Other Sanction Consequences
In the mind of the layman fraud is fraud and there is
not any distinction between actual fraud and what is essentially
constructive fraud, i.e., conduct without intent or recklessness
that might cause an effect similar to that which is caused
by actual fraud. The staff often seeks, and the Commission
and Courts grant by way of prophalytic relief that the
sanctioned adviser distribute the Order resolving the
administrative or injunctive proceeding to present and
prospective clients. In Valicenti Advisory Services Inc.
v. SEC, the Second Circuit described the type of conduct
and attendant public interest risk that an order distribution
requirement has to involve for a fair imposition of such
a sanction. The Second Circuit observed:
"[T]he SEC has provided at least two reasonable explanations
justifyingthe imposition of the distribution requirement
as a reasonable limitation on petitioners’ investment
adviser activities. First, the distribution requirement
will apprise present and prospective clients of the Commission’s
findings so that these investors may be fully informed
in deciding whether they wish to do business with petitioners.
Second, the distribution requirement may discourage petitioners
from committing further violations.

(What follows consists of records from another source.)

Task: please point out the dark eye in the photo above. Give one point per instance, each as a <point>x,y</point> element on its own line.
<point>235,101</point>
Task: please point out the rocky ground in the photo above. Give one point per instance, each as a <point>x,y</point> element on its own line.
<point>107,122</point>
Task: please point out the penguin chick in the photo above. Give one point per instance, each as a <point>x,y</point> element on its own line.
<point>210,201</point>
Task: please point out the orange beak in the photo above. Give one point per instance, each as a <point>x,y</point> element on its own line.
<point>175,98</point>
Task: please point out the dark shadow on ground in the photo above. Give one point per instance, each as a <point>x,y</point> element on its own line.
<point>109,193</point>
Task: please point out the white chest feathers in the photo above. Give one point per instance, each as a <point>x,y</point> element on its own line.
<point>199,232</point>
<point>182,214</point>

Given the serious
nature of the petitioners’ violations, we cannot deny
that the distribution requirement is a rational means
to alert actual and prospective clients of petitioners’
misconduct and to discourage any further such conduct
... [and] ‘[s]o long as an agency has articulated a satisfactory
explanation for its action including a rational connection
between the facts found and the choice made, we will uphold
its choice of sanctions." (Emphasis added.)
In the context of a statute and rules that do not draw
a clear line between actual and constructive fraud, a
distribution order can be an injustice.
The March 2006 US Chamber of Commerce’s Report on the
Current Enforcement Program of the Securities Exchange
Commission suggests a more palatable alternative, especially
in respect to investment advisers who are governed more
significantly by fiduciary responsibilities than by the
anti-fraud provisions. Both more effective "fix it"
solutions and better guidance to investment advisers can
be achieved if the Chamber’s recommendations are followed.
Among the recommendations, which will avoid harsh measures
such as a distribution requirement that do not advance
the public interest, is the following:
"The Commission should consider the use in appropriate
cases of formal reprimands, as suggested by the Wells
Committee in 1972, and of Memoranda of Understanding,
as utilized by banking regulations, to remedy situations
short of enforcement actions. In addition, the wider use
of Reports of Investigation under Exchange Act Section
21(a) can help provide meaningful guidance on difficult
disclosure and accounting issues and on the Commission’s
emerging views on appropriate standards of conduct."
Implementing this recommendation will certainly be more
congruent with the remedial as opposed to the punitive
purposes of the federal securities laws. It will also
give better definition to the investment adviser’s fiduciary
duties and the standards that govern the adviser’s conduct.
The recommendation coupled with the relatively new chief
Compliance Officer Rule 206(4)-7 certainly also will enhance
the efficacy of the statutes and rules, provided there
is a sharper focus on educative notice.